苏婉清像被下了蛊,双手撑住料理台,高高撅起臀部。睡裙堆在腰间,露出两瓣被淫水浸得亮晶晶的臀肉。张野扶着那根青筋盘绕的巨物,用硕大的龟头在她湿漉漉的穴口来回研磨,沾满了黏滑的汁液。苏婉清被磨得心痒难耐,腰肢不自觉地扭动:“求你……快进来……”她几乎在哭泣。张野却坏心眼地只顶进一个头,撑开她紧致的入口,然后又退出来。“求我什么?说清楚。”他拍打她丰满的臀瓣,发出清脆的响声。
“求你……干我……用你的大鸡巴狠狠操我……”苏婉清彻底崩溃,羞耻的话语脱口而出。下一秒,张野猛地挺腰,整根肉棒连根没入她湿滑的阴道。那强烈的充实感和被撑开的饱胀让她眼前发白,仰头发出长长的尖叫。张野没有丝毫停顿,掐着她的腰就开始疯狂抽送。每一次撞击都重重顶在她最敏感的子宫口,囊袋拍打在她腿根,发出“啪啪”的肉体交合声,混着淫水被搅弄的“咕叽”声,在安静的厨房里格外淫靡。苏婉清被撞得前前后后晃动,乳房从领口跳出来,在空中划出凌乱的乳波。

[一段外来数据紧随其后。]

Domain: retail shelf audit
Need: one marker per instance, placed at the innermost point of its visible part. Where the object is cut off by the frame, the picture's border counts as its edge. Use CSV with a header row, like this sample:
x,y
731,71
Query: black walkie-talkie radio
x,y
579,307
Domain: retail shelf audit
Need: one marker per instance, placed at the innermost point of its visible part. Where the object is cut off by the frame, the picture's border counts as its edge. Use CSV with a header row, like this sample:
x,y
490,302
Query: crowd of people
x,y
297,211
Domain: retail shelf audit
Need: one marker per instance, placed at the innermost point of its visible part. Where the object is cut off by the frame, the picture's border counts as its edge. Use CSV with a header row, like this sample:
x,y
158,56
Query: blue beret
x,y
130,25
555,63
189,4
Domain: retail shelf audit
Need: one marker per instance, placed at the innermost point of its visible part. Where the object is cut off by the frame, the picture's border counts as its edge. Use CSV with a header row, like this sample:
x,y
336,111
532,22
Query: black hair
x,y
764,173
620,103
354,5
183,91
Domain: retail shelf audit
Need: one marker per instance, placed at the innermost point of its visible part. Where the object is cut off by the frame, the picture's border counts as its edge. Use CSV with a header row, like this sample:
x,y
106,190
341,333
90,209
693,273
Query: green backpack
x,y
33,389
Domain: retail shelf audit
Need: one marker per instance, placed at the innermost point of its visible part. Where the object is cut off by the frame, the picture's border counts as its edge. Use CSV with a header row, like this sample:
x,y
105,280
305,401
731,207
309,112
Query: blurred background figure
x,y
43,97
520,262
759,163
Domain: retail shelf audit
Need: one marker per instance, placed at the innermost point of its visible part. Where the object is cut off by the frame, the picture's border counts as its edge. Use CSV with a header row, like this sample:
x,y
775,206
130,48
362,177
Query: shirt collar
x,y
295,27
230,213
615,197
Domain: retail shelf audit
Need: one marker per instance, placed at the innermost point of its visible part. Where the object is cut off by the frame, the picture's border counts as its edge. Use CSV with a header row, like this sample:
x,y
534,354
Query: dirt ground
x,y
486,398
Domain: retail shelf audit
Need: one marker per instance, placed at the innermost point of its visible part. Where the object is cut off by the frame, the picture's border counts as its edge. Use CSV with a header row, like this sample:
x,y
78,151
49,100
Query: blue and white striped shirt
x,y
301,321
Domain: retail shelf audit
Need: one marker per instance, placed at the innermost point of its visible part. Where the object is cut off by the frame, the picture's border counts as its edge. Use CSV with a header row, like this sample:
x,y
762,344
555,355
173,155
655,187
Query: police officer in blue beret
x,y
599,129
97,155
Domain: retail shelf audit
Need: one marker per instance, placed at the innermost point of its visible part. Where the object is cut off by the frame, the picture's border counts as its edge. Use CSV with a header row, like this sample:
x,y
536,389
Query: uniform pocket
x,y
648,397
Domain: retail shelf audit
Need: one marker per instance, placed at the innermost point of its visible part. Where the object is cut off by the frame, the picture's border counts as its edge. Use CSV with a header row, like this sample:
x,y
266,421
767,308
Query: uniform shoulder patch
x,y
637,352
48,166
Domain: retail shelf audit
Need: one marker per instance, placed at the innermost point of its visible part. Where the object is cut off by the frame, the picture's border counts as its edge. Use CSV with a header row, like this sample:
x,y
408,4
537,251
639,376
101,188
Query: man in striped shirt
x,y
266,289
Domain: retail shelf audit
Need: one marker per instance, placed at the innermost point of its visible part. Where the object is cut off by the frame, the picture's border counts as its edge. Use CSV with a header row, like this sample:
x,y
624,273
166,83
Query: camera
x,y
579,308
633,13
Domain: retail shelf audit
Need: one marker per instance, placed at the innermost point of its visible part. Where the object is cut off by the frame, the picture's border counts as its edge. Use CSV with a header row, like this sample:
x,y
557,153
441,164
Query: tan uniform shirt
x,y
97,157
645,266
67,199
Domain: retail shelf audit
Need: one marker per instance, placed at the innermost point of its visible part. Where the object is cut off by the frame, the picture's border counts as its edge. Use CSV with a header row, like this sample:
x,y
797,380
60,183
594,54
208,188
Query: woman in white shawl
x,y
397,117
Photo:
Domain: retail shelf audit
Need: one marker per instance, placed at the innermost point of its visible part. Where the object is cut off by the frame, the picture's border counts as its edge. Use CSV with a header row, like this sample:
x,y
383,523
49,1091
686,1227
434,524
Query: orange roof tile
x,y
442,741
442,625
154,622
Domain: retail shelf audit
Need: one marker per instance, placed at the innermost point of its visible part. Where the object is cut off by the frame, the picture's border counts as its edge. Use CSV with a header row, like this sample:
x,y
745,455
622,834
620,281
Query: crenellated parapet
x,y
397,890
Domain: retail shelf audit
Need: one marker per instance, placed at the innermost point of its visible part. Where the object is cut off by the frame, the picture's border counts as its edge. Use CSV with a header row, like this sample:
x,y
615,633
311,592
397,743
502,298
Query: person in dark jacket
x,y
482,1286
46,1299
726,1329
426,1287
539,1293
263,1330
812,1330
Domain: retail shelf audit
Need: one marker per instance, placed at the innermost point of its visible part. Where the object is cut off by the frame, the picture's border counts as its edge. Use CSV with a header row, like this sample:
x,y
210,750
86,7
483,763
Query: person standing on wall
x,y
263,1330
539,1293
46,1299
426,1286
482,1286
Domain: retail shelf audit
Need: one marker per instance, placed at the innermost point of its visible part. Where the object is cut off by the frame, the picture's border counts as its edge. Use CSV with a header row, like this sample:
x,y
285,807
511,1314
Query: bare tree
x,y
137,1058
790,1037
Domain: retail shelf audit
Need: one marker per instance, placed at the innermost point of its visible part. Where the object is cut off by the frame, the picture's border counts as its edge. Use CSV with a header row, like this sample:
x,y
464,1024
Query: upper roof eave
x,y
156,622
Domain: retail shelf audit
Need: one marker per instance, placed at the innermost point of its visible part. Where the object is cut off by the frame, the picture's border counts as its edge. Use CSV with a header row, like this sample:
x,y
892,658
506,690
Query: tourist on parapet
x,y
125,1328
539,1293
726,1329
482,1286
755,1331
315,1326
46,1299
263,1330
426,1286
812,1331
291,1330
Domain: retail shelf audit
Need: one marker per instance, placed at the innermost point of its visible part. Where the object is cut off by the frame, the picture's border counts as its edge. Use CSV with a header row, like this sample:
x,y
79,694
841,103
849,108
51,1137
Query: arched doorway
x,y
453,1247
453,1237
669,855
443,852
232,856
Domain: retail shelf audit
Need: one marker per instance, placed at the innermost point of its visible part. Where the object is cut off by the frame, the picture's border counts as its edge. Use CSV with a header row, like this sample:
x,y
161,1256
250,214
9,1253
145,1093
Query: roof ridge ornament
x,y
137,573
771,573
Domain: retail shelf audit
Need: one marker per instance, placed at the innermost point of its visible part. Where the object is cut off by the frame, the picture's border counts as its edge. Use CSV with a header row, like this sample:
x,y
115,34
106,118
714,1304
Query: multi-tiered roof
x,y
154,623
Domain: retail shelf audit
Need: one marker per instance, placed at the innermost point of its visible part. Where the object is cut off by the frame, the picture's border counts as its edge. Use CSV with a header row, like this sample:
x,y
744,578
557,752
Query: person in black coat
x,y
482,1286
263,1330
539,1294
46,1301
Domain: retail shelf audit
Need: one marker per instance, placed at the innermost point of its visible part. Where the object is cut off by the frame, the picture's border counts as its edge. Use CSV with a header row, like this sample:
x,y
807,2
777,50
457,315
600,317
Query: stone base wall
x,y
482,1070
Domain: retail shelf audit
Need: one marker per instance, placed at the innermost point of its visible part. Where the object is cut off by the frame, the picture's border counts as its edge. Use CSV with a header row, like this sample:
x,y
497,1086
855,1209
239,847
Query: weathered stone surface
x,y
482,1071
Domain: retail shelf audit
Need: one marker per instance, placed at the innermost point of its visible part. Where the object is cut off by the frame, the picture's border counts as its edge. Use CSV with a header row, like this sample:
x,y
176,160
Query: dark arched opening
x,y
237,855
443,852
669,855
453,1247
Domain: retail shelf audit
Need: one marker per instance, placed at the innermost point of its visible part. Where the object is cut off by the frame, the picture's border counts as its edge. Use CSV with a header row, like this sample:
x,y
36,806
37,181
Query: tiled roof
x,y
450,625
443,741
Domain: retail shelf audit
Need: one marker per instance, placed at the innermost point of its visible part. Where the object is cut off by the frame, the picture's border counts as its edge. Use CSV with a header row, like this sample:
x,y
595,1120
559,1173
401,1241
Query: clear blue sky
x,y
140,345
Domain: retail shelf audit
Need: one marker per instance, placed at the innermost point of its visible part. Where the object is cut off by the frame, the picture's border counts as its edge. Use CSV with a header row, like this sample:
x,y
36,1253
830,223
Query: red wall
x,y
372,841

“啊……好深……要坏了……张野……老公……操死我了……”她语无伦次,完全被肉欲支配。张野听着她叫老公,心里涌起一股扭曲的满足,动作更加凶猛,几乎将她整个人钉在料理台上。他俯身咬住她的后颈,在她耳边说着最下流的话:“王强知道你被我操得这么浪吗?看看你的骚水,把我整个大腿都喷湿了。”苏婉清闻言,阴道剧烈收缩,一股热流从深处喷涌而出,浇在他的龟头上。张野被这突如其来的高潮夹得倒吸一口凉气,差点射出来。
他把瘫软的苏婉清翻转过来,让她仰躺在冰凉的料理台上,分开她的双腿架在肩上。那被操得红肿外翻的嫩穴还在不住收缩,吐着白浊的泡沫。张野再次挺腰插入,这个姿势让他进得更深,每一下都像要捅穿她的子宫。苏婉清看着天花板摇晃的灯光,感受着体内那根火热铁杵的捣弄,彻底沉沦在这背德的狂潮里。她主动勾住他的脖子,送上红唇,两人唇舌交缠,津液互换,淫靡的水声从未停止。直到张野最后发出低吼,将滚烫浓稠的精液一股股射进她体内深处,苏婉清才在高潮的余韵中,搂紧了他的背,指甲在他皮肤上留下深深的红痕。
事后,两人躺在凌乱的厨房地板上喘息,空气中弥漫着浓烈的石楠花气味。苏婉清感觉有黏稠的液体正从她腿间不断流出,弄湿了身下的瓷砖。她侧过头,看着张野汗湿的侧脸和他胸口剧烈起伏的肌肉,心里那堵名为“道德”的墙,已经彻底坍塌。她将腿缠上他的腰,用沙哑而性感的声音说:“抱我去床上……我还要。”窗外月色朦胧,而这场属于偷欢者的夜宴,才刚刚开始。